I have trouble understanding why the discrete logarithm problem in $(\mathbb{Z}_n,+)$ should be easy:
I tried it with the following example:
$$a \cdot b \equiv y \pmod {p}$$ If $a=11, b=2$ and $p=19$: $$11 \cdot 2 \equiv 3 \pmod {19}$$
If someone now has $b, y$ and $p$ how can he calculate $a$ efficiently?

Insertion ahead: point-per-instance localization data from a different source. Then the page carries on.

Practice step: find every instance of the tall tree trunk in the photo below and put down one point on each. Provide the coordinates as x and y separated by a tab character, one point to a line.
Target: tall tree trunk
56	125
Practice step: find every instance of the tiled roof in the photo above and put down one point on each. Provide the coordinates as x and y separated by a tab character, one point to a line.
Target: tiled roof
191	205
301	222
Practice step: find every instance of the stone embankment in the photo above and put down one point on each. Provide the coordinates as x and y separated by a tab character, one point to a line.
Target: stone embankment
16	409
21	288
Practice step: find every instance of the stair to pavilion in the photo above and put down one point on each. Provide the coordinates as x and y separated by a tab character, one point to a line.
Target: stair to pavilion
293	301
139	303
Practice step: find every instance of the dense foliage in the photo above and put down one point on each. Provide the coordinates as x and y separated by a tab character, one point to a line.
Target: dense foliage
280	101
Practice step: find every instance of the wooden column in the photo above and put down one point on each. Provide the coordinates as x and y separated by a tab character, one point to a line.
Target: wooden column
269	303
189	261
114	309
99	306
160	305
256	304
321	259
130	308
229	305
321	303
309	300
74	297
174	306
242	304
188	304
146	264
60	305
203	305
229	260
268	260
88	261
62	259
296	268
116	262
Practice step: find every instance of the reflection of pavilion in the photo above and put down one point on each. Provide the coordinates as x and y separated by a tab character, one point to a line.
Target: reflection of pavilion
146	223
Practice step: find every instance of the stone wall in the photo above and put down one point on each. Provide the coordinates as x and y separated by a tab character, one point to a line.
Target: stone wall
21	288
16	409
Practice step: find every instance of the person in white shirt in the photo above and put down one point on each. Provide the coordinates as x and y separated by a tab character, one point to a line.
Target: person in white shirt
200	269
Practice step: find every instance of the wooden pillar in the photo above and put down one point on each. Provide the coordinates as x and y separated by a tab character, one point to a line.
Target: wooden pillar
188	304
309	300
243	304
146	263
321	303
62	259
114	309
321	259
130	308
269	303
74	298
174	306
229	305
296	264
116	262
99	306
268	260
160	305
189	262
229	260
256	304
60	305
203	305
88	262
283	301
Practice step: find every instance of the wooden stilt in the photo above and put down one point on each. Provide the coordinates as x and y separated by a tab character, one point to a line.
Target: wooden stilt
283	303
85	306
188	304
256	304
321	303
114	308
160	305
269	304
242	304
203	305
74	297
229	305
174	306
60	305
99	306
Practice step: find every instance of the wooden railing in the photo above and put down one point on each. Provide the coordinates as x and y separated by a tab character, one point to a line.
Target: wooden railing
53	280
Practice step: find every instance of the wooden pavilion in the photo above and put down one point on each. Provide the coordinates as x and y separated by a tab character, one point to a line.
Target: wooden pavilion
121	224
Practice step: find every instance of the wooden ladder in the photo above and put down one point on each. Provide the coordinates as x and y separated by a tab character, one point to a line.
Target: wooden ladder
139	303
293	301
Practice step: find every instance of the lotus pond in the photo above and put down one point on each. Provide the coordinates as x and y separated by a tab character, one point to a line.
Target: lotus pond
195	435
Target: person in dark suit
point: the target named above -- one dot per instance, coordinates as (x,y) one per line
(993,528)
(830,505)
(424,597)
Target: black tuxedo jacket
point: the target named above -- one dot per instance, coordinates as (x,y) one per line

$$a \cdot 2 \equiv 3 \pmod{19}$$
Using extended Euclidean algorithm, find integers $m, n$ such that $$bm+pn = GCD(b,p) = 1$$
For instance, $$2\cdot(-9)+19\cdot1 = 1$$ which can be rewritten as $$\begin{align*} bm&\equiv1&&\pmod p\\ 2\cdot(-9)&\equiv1&&\pmod{19}\\ 2\cdot10&\equiv1&&\pmod{19}\\ \end{align*}$$
This $(m\bmod p)$ is usually called the multiplicative inverse of $b$, or $b^{-1}$. Multiply both sides of $a\cdot2 \equiv3$ by $b^{-1} = (m\bmod p)=10$, $$\begin{align*} abb^{-1}&\equiv yb^{-1}&&\pmod p\\ a\cdot1&\equiv yb^{-1}\\ a\cdot2\cdot10 &\equiv3\cdot10 &&\pmod{19}\\ a&\equiv30\equiv11 \end{align*}$$ As you can see, $b$ cannot be a multiple of $p$, unless $y = 0$.